Um die Verbindungstechnologie applikationsnah zu evaluieren, demonstrierten die Forschenden die Integration des Verfahrens in die industrielle Prozessierungskette. Hierfür wurden die optimalen Parameter für das weitere Assembly solcher Aufbauten identifiziert und unter besonderer Prüfung der Reproduzierbarkeit, Homogenität, mechanischer Festigkeit und Industrietauglichkeit umgesetzt.
Am Ende des Projekts demonstrierten die Partner*innen einen 300 mm Silizium-Wafer mit gleichmäßigen Nanodrähten als Bumps und einen Chip-zu-Chip-Aufbau mit Nanodraht-Verbindungen. Damit zeigen sie die erfolgreiche Systemintegration für 2,5D und 3D-Aufbauten ohne den Einsatz von Flussmitteln. Im Ergebnis wird die Technologie bereits für die Industrie angeboten. In anstehenden Forschungsprojekten sollen die Kontakte sogar von 10 auf unter 5 Mikrometer schrumpfen.

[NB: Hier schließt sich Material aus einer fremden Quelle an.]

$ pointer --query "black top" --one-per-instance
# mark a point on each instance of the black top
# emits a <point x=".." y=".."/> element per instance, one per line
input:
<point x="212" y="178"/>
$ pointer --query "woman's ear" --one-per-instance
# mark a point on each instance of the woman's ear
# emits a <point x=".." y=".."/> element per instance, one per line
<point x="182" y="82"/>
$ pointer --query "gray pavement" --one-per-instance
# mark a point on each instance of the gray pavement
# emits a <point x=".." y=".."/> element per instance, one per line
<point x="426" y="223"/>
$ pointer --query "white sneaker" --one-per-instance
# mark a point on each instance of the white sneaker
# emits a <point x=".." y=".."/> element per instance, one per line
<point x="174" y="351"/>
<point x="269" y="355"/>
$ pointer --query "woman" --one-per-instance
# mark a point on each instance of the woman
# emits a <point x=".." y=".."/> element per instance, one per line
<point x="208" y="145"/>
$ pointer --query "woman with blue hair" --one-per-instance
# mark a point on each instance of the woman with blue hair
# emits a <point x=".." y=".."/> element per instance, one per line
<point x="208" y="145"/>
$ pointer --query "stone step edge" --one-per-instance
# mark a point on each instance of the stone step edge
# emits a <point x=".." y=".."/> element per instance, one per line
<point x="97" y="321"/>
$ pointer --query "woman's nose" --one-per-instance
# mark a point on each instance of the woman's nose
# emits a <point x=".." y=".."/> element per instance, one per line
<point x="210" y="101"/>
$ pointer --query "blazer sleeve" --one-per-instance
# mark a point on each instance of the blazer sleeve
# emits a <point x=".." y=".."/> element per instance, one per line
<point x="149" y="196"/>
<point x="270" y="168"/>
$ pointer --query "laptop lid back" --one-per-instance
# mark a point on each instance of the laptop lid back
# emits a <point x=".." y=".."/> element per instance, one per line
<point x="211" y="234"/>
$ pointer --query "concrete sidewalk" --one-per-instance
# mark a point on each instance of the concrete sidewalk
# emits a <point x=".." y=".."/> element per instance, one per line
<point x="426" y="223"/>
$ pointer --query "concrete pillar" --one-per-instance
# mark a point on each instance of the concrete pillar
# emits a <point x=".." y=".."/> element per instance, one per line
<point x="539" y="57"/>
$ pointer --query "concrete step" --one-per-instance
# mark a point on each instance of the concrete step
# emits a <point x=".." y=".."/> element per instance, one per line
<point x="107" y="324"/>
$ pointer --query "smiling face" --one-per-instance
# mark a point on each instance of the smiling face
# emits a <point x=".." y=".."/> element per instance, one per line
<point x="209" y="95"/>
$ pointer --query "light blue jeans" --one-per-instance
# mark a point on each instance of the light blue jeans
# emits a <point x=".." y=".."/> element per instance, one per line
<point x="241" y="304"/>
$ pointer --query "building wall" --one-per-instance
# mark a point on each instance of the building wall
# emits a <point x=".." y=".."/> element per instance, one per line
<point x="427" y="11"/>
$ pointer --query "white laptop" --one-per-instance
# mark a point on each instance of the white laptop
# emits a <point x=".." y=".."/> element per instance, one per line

Perspektivisch lassen sich die Anwendungsbereiche der Nanodraht-Verbindungstechnologie ausweiten, so dass sie für komplexe Packages mit Fine-Pitch und großflächigen Kontakten einsetzbar wird.
Weitere Partner*innen im Projekt NanoInt sind das NanoWired GmbH, Fraunhofer IMWS, die IAVT der TU Dresden.